1904: U.S. President Theodore Roosevelt, who had succeeded to the presidency upon the assassination of William McKinley, defeats Democratic candidate Alton B. Parker for election to his first full term. The Republican incumbent captured 56.4 percent of the popular vote and 336 electoral votes compared to Parker's 37.6 percent and 140.
1900: Author Margaret Mitchell, best known for writing the Pulitzer Prize-winning novel "Gone with the Wind," is born in Atlanta, Georgia. She died at age 48 on Aug. 16, 1949, five days after being struck by a car while crossing the street with her husband.
1895: While experimenting with electricity, German physicist Wilhelm Röntgen discovers the X-ray. Nearly two weeks after his discovery, he would take the very first picture using X-rays of his wife's hand. The achievement would earn him the first Nobel Prize in Physics in 1901.
1892: Former President Grover Cleveland beats incumbent President Benjamin Harrison in a rematch of the closely contested 1888 election, becoming the only president to win non-consecutive terms in the White House.
1889: Montana is admitted as the 41st U.S. state.
1887: The gun fighting dentist Doc Holliday, most famous for his association with Wyatt Earp and the Earp family's 1881 shootout near the O.K. Coral in Tombstone, Arizona, dies at the age of 35 from tuberculosis in a sanitarium in Glenwood Springs, Colorado.
1884: Psychiatrist Hermann Rorschach, who is best known for developing a projective test known as the Rorschach inkblot test, is born in Zürich, Switzerland.
1864: U.S. President Abraham Lincoln is re-elected, defeating Democratic candidate George B. McClellan. Lincoln received 55 percent of the popular vote, carrying 22 states and 212 electoral votes, compared to McClellan's 45 percent, three states (Delaware, Kentucky and New Jersey) and 21 electoral votes.

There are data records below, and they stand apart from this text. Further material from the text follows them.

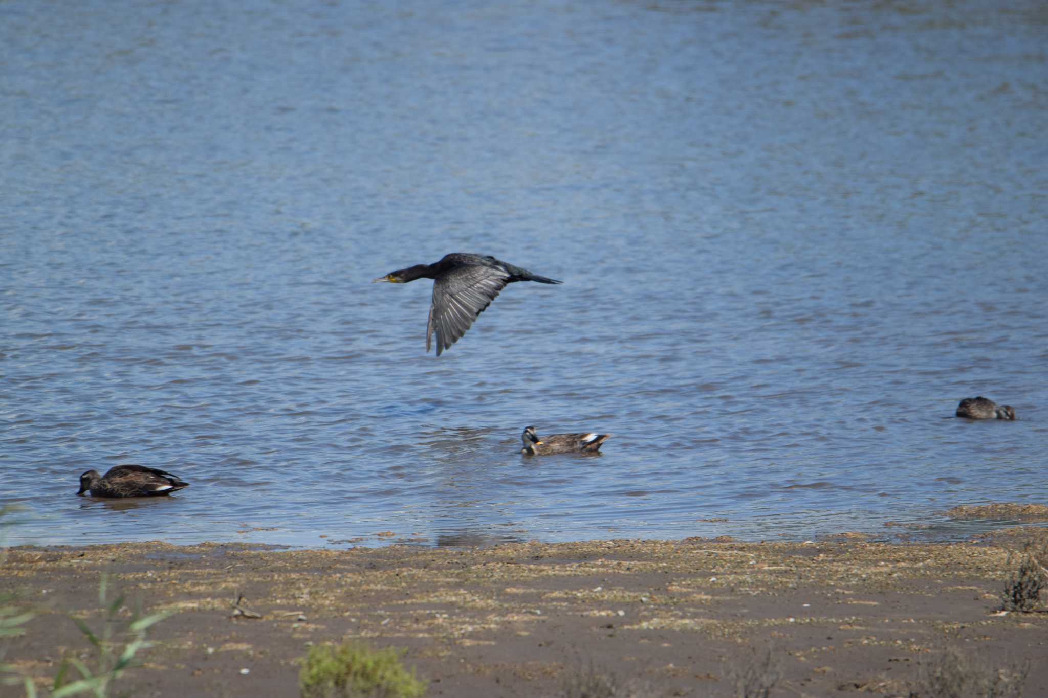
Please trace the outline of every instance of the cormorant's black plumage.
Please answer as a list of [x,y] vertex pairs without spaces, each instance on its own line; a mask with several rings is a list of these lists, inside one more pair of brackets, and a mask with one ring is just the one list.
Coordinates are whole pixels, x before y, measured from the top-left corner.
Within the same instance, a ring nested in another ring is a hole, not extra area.
[[437,333],[437,356],[457,342],[477,316],[484,312],[506,284],[539,282],[561,284],[554,278],[532,274],[486,254],[453,252],[436,264],[417,264],[390,272],[377,282],[407,284],[416,278],[433,279],[433,305],[425,324],[425,351]]

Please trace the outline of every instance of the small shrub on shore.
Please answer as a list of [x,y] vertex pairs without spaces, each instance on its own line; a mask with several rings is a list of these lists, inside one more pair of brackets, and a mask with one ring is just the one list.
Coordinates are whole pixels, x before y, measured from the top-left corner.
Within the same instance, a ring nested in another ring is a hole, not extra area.
[[[124,620],[121,617],[124,596],[119,595],[111,603],[108,602],[108,578],[103,575],[99,585],[99,603],[105,611],[105,616],[102,618],[99,632],[92,630],[83,620],[69,616],[91,646],[91,650],[66,657],[51,684],[51,692],[49,694],[44,692],[43,695],[50,698],[66,698],[88,694],[95,698],[105,698],[109,695],[113,683],[127,670],[139,665],[135,660],[135,655],[151,645],[146,639],[146,631],[171,615],[170,611],[161,611],[141,616],[138,611],[134,611],[130,618]],[[20,634],[22,629],[17,626],[32,616],[31,612],[13,616],[9,609],[10,607],[0,609],[0,635]],[[73,670],[80,675],[79,678],[70,676]],[[17,673],[9,665],[0,666],[0,671],[8,674]],[[7,685],[21,683],[26,698],[37,698],[40,695],[28,676],[6,676],[0,683]]]
[[978,655],[948,647],[918,668],[921,698],[1020,698],[1030,662],[990,667]]
[[401,654],[363,643],[313,647],[299,672],[302,698],[419,698],[425,682],[403,668]]
[[623,682],[612,672],[601,671],[592,663],[569,672],[564,678],[563,698],[648,698],[654,694]]
[[768,698],[782,676],[771,648],[754,651],[749,659],[730,674],[736,698]]
[[[1029,613],[1036,609],[1041,603],[1041,591],[1048,586],[1045,568],[1041,564],[1042,560],[1048,559],[1045,547],[1033,550],[1027,545],[1023,550],[1019,568],[1011,572],[1011,579],[1001,591],[1001,610]],[[1009,566],[1014,564],[1011,555],[1008,556],[1008,563]]]

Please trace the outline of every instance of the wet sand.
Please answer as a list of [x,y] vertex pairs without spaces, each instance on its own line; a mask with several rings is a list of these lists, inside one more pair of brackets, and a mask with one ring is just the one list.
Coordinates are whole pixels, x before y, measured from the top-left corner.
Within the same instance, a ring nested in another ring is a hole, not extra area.
[[[1041,696],[1048,613],[995,611],[1018,566],[1009,550],[1045,534],[963,544],[846,535],[468,550],[17,547],[0,589],[38,609],[6,660],[42,686],[67,653],[88,649],[68,614],[100,622],[107,573],[129,608],[177,611],[117,684],[135,696],[296,696],[309,644],[349,638],[406,648],[430,696],[560,696],[590,669],[638,689],[615,695],[730,696],[734,676],[766,648],[781,673],[773,696],[920,695],[919,667],[945,647],[991,666],[1030,659],[1025,695]],[[235,614],[241,594],[261,617]]]

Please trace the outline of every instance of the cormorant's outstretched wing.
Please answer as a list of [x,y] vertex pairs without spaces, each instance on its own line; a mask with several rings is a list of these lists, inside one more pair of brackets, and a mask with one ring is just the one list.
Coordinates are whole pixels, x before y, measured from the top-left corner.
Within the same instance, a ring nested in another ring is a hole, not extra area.
[[492,305],[509,283],[502,269],[467,265],[457,267],[433,282],[433,305],[425,325],[425,351],[437,333],[437,356],[457,342],[477,316]]

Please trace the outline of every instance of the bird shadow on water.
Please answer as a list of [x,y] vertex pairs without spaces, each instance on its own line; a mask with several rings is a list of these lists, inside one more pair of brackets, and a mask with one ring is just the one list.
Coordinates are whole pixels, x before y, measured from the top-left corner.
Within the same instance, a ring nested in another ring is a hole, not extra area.
[[167,506],[178,501],[175,497],[125,497],[121,499],[108,499],[104,497],[84,497],[79,509],[93,510],[105,509],[110,512],[128,512],[146,506]]

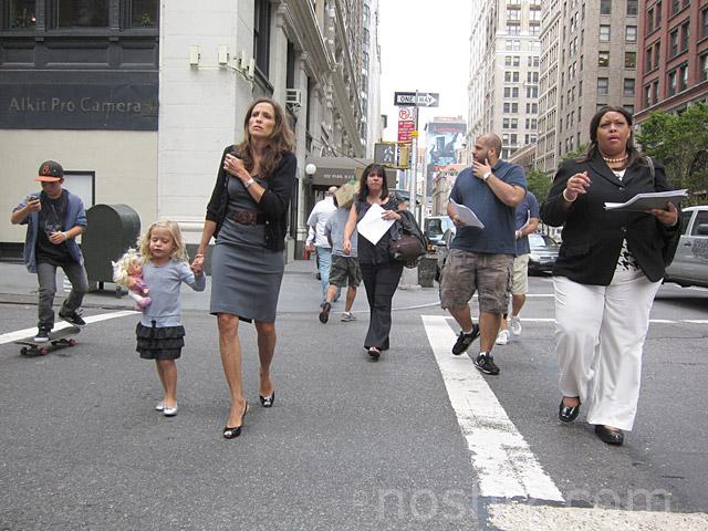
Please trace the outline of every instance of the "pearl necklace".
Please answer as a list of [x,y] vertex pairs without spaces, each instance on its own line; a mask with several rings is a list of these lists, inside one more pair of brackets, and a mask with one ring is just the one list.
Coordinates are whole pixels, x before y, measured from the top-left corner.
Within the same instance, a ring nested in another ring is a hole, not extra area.
[[624,163],[627,158],[629,158],[629,155],[625,155],[622,158],[607,158],[607,157],[602,157],[602,159],[605,163]]

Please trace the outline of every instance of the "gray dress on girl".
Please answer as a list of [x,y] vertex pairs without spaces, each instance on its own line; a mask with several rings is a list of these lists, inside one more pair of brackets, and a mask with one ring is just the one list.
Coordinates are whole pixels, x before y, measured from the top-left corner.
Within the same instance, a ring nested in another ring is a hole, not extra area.
[[[267,179],[253,179],[268,189]],[[283,252],[263,246],[266,212],[238,178],[229,178],[228,194],[227,215],[211,253],[210,313],[272,323],[285,269]],[[251,223],[248,218],[253,216]]]

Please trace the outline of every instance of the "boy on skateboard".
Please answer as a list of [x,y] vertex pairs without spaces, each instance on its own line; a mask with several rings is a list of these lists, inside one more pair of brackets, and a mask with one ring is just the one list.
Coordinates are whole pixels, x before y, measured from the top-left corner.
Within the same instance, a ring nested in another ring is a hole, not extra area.
[[86,323],[79,310],[88,291],[84,258],[75,238],[86,227],[86,212],[79,196],[62,188],[64,169],[54,160],[42,163],[39,176],[42,190],[32,192],[12,210],[12,225],[27,225],[24,264],[37,273],[39,282],[39,322],[34,341],[49,341],[54,327],[56,268],[62,268],[72,290],[59,316],[75,326]]

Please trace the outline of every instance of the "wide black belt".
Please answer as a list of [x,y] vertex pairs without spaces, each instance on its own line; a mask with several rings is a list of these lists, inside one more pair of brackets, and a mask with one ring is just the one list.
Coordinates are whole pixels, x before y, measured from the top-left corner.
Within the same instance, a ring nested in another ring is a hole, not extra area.
[[268,216],[252,210],[229,210],[229,219],[240,225],[266,225]]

With the Civil War ongoing, no electoral votes were counted from all 11 Southern states, although elections were held in the Union-occupied states of Louisiana and Tennessee.

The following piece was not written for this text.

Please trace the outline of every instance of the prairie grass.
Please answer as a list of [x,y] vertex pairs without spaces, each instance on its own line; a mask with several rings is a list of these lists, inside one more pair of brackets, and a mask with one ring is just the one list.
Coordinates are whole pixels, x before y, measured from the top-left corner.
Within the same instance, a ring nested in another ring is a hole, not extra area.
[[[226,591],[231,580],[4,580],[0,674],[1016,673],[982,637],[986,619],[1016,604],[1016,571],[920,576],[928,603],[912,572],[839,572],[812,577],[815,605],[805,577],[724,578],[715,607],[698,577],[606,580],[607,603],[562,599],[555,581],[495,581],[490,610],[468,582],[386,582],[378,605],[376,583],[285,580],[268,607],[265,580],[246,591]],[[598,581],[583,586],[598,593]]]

1847: Novelist Bram Stoker, best known today for his 1897 Gothic novel "Dracula," is born in Dublin, Ireland.
1836: Milton Bradley, credited by many with launching the board game industry in North America with the Milton Bradley Company, the maker of Battleship, Connect Four, Yahtzee and other games, is born in Vienna, Maine.
1674: English poet John Milton, best known for his epic poem "Paradise Lost," dies of kidney failure at the age of 65 in London, England.
1656: Astronomer and mathematician Edmond Halley, best known for computing the orbit of the comet that bears his last name, is born in London, England.
1519: Spanish conquistador Hernán Cortés enters Tenochtitlán and Aztec ruler Moctezuma welcomes him with a great celebration. Moctezuma deliberately let Cortés and his men enter the Aztec capital, where Mexico City is today, in hopes of getting to know their weaknesses better and to crush them later. However, excited by the lavish gifts of gold given to them by the Aztecs, Cortés soon decided to take Moctezuma as a hostage in his own palace and indirectly rule Tenochtitlán through him.